The Sheen Center solar energy panels have been in operation for almost a year and have increased in productivity. According to Bollier, when the solar panels began operation, they were generating 3,000 Kilowatt hours (KWH). From November to December, the rate increased to 5,000 KWH. In May 2014, 9,000 KWH was being generated. In June, the generator was negatively impacted due to a lighting storm and the output was reduced to 4,000 KWH.
According to Bollier, a current estimate for the amount of energy being generated is 10,000 KWH. Estimates show that last fiscal year Eckerd College used 21,498,746 KWH from on the grid sources.
“We pride ourselves on being an environmentally friendly school,” Senior Emma Van Zandt said. “But [we] sometimes fall short like lights always being on in the molecular science building and power-washing the dorms.”
The installation of alternative energy is not cheap, but in future years can be extremely cost effective.

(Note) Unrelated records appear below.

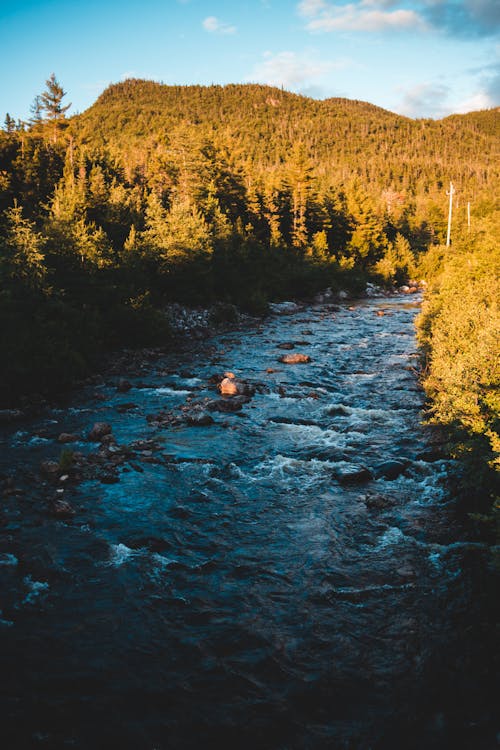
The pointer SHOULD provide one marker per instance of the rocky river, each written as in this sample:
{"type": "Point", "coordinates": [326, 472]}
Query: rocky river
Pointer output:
{"type": "Point", "coordinates": [280, 567]}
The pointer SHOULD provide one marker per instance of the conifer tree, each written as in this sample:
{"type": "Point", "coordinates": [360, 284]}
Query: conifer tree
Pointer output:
{"type": "Point", "coordinates": [51, 104]}
{"type": "Point", "coordinates": [10, 124]}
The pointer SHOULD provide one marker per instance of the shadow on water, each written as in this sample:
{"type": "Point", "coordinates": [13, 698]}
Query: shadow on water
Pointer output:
{"type": "Point", "coordinates": [239, 583]}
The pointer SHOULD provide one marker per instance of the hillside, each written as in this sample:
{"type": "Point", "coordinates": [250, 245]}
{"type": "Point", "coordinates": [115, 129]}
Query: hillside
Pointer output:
{"type": "Point", "coordinates": [236, 194]}
{"type": "Point", "coordinates": [259, 125]}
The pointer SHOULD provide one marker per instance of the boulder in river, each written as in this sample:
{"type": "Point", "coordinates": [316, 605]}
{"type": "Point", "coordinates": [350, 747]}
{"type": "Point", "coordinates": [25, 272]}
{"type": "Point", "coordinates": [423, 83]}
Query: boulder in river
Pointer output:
{"type": "Point", "coordinates": [99, 431]}
{"type": "Point", "coordinates": [67, 437]}
{"type": "Point", "coordinates": [295, 359]}
{"type": "Point", "coordinates": [9, 415]}
{"type": "Point", "coordinates": [390, 469]}
{"type": "Point", "coordinates": [227, 406]}
{"type": "Point", "coordinates": [123, 385]}
{"type": "Point", "coordinates": [199, 419]}
{"type": "Point", "coordinates": [50, 468]}
{"type": "Point", "coordinates": [61, 508]}
{"type": "Point", "coordinates": [353, 475]}
{"type": "Point", "coordinates": [230, 385]}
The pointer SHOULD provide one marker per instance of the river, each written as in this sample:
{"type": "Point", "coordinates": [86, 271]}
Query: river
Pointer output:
{"type": "Point", "coordinates": [238, 584]}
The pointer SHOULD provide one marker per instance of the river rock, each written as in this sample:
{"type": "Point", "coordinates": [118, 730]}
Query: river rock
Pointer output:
{"type": "Point", "coordinates": [199, 419]}
{"type": "Point", "coordinates": [68, 437]}
{"type": "Point", "coordinates": [228, 387]}
{"type": "Point", "coordinates": [49, 468]}
{"type": "Point", "coordinates": [231, 386]}
{"type": "Point", "coordinates": [61, 508]}
{"type": "Point", "coordinates": [9, 415]}
{"type": "Point", "coordinates": [99, 430]}
{"type": "Point", "coordinates": [353, 475]}
{"type": "Point", "coordinates": [375, 501]}
{"type": "Point", "coordinates": [284, 308]}
{"type": "Point", "coordinates": [123, 385]}
{"type": "Point", "coordinates": [227, 406]}
{"type": "Point", "coordinates": [390, 469]}
{"type": "Point", "coordinates": [295, 359]}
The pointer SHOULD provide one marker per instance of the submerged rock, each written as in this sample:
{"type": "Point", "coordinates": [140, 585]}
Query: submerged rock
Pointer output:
{"type": "Point", "coordinates": [61, 508]}
{"type": "Point", "coordinates": [123, 385]}
{"type": "Point", "coordinates": [295, 359]}
{"type": "Point", "coordinates": [200, 419]}
{"type": "Point", "coordinates": [50, 468]}
{"type": "Point", "coordinates": [230, 385]}
{"type": "Point", "coordinates": [68, 437]}
{"type": "Point", "coordinates": [228, 405]}
{"type": "Point", "coordinates": [99, 431]}
{"type": "Point", "coordinates": [353, 475]}
{"type": "Point", "coordinates": [390, 469]}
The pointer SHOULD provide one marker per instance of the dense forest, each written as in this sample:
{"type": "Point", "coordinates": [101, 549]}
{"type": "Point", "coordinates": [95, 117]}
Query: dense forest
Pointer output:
{"type": "Point", "coordinates": [241, 194]}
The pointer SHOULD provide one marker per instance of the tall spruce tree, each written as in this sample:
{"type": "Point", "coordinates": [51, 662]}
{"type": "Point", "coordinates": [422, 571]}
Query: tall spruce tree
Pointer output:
{"type": "Point", "coordinates": [51, 104]}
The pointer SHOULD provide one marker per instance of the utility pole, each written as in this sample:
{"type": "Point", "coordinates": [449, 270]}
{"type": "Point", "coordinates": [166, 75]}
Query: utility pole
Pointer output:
{"type": "Point", "coordinates": [451, 193]}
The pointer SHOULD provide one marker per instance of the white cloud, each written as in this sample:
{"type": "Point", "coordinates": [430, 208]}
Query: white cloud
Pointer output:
{"type": "Point", "coordinates": [465, 18]}
{"type": "Point", "coordinates": [425, 100]}
{"type": "Point", "coordinates": [311, 7]}
{"type": "Point", "coordinates": [215, 26]}
{"type": "Point", "coordinates": [479, 100]}
{"type": "Point", "coordinates": [292, 70]}
{"type": "Point", "coordinates": [365, 15]}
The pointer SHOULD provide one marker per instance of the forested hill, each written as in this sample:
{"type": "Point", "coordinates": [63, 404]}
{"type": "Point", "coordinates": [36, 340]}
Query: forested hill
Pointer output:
{"type": "Point", "coordinates": [259, 125]}
{"type": "Point", "coordinates": [235, 194]}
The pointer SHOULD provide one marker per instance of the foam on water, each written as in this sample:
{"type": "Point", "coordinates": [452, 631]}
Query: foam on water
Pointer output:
{"type": "Point", "coordinates": [36, 590]}
{"type": "Point", "coordinates": [9, 560]}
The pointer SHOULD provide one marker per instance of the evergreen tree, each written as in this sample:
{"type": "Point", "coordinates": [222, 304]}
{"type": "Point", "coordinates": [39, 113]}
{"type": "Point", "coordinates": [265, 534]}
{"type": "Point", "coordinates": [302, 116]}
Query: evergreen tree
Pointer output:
{"type": "Point", "coordinates": [51, 104]}
{"type": "Point", "coordinates": [23, 256]}
{"type": "Point", "coordinates": [10, 124]}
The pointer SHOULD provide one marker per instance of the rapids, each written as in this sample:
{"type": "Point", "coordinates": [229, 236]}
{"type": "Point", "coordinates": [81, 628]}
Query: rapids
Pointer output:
{"type": "Point", "coordinates": [234, 588]}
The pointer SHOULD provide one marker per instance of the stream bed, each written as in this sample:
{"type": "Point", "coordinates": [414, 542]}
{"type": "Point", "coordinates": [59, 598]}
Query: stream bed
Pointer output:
{"type": "Point", "coordinates": [290, 575]}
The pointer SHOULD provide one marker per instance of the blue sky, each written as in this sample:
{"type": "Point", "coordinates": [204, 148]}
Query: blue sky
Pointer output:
{"type": "Point", "coordinates": [421, 58]}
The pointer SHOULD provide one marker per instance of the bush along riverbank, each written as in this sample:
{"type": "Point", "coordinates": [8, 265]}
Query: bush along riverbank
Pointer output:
{"type": "Point", "coordinates": [458, 331]}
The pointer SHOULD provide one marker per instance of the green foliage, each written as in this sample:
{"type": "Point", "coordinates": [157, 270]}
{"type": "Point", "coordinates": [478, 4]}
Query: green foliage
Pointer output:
{"type": "Point", "coordinates": [398, 263]}
{"type": "Point", "coordinates": [236, 194]}
{"type": "Point", "coordinates": [459, 330]}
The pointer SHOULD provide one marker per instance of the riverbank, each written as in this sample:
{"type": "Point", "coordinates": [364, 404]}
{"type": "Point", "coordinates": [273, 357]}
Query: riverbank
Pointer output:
{"type": "Point", "coordinates": [288, 574]}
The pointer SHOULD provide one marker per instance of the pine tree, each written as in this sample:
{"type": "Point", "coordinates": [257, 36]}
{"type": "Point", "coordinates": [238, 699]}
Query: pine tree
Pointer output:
{"type": "Point", "coordinates": [23, 248]}
{"type": "Point", "coordinates": [10, 124]}
{"type": "Point", "coordinates": [51, 104]}
{"type": "Point", "coordinates": [36, 110]}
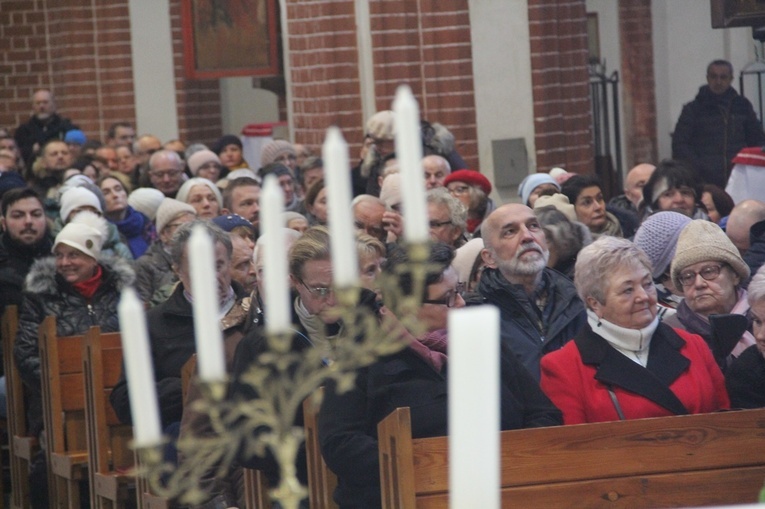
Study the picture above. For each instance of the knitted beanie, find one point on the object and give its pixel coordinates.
(146, 200)
(274, 149)
(560, 202)
(183, 192)
(78, 197)
(658, 235)
(225, 141)
(471, 177)
(533, 181)
(380, 125)
(200, 158)
(86, 232)
(464, 258)
(704, 241)
(169, 209)
(390, 192)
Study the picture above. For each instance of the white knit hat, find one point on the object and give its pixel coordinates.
(702, 241)
(169, 210)
(380, 125)
(78, 197)
(86, 232)
(146, 200)
(200, 158)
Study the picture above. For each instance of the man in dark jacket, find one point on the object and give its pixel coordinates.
(539, 308)
(715, 126)
(45, 125)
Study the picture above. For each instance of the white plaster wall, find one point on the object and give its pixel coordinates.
(502, 78)
(684, 44)
(153, 78)
(243, 104)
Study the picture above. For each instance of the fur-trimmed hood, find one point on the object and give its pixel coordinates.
(42, 276)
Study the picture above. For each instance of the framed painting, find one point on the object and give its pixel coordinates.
(224, 38)
(737, 13)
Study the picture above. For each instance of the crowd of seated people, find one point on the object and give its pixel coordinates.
(640, 306)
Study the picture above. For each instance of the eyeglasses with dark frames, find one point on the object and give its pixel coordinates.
(450, 299)
(708, 273)
(319, 292)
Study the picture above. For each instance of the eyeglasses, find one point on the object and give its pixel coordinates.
(458, 190)
(319, 292)
(450, 299)
(439, 224)
(165, 173)
(708, 273)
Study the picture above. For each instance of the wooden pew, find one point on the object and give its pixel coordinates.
(321, 480)
(694, 460)
(109, 455)
(22, 445)
(63, 397)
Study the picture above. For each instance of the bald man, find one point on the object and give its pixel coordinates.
(540, 310)
(633, 188)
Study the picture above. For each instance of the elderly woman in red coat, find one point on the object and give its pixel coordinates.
(627, 364)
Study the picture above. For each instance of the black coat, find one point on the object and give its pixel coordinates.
(171, 333)
(348, 422)
(522, 328)
(47, 293)
(712, 129)
(745, 380)
(40, 132)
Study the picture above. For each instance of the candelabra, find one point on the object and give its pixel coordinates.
(282, 380)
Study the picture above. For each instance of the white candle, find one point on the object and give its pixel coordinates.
(204, 290)
(474, 408)
(274, 257)
(139, 370)
(409, 157)
(345, 266)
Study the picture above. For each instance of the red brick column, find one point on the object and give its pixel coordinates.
(560, 83)
(423, 43)
(638, 86)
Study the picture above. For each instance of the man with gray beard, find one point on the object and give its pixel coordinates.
(540, 310)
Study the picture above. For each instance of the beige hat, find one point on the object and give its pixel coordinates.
(704, 241)
(86, 232)
(169, 209)
(560, 202)
(380, 125)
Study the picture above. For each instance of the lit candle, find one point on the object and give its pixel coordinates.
(274, 257)
(139, 370)
(345, 268)
(204, 290)
(474, 408)
(409, 157)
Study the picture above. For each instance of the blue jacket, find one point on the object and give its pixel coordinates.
(527, 332)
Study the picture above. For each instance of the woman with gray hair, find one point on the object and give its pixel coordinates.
(746, 376)
(626, 363)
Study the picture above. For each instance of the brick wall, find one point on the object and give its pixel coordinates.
(423, 43)
(562, 117)
(198, 101)
(638, 86)
(80, 49)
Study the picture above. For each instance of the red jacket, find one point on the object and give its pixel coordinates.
(681, 377)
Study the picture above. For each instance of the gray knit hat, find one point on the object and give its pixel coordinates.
(702, 241)
(169, 209)
(658, 235)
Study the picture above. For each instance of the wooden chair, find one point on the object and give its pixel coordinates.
(63, 414)
(321, 480)
(109, 456)
(22, 445)
(692, 460)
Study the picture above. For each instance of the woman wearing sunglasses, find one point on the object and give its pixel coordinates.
(415, 377)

According to Bollier, the entire alternative energy system cost Eckerd College $150,000. Eckerd has received $80,000 rebate from Duke Energy through their SunSense program.These savings have created a net cost for the system’s original installment of $70,000. The system is positively efficient and is currently saving $8,000 to $10,000 a year in electricity costs. Estimates show that in eight years the system will have paid for itself entirely through solar energy savings.
Bollier is excited about the positive progress of the solar panels. There are no current plans in place to install more panels such as these on campus, but hopefully more alternative energy will be used at Eckerd in the future.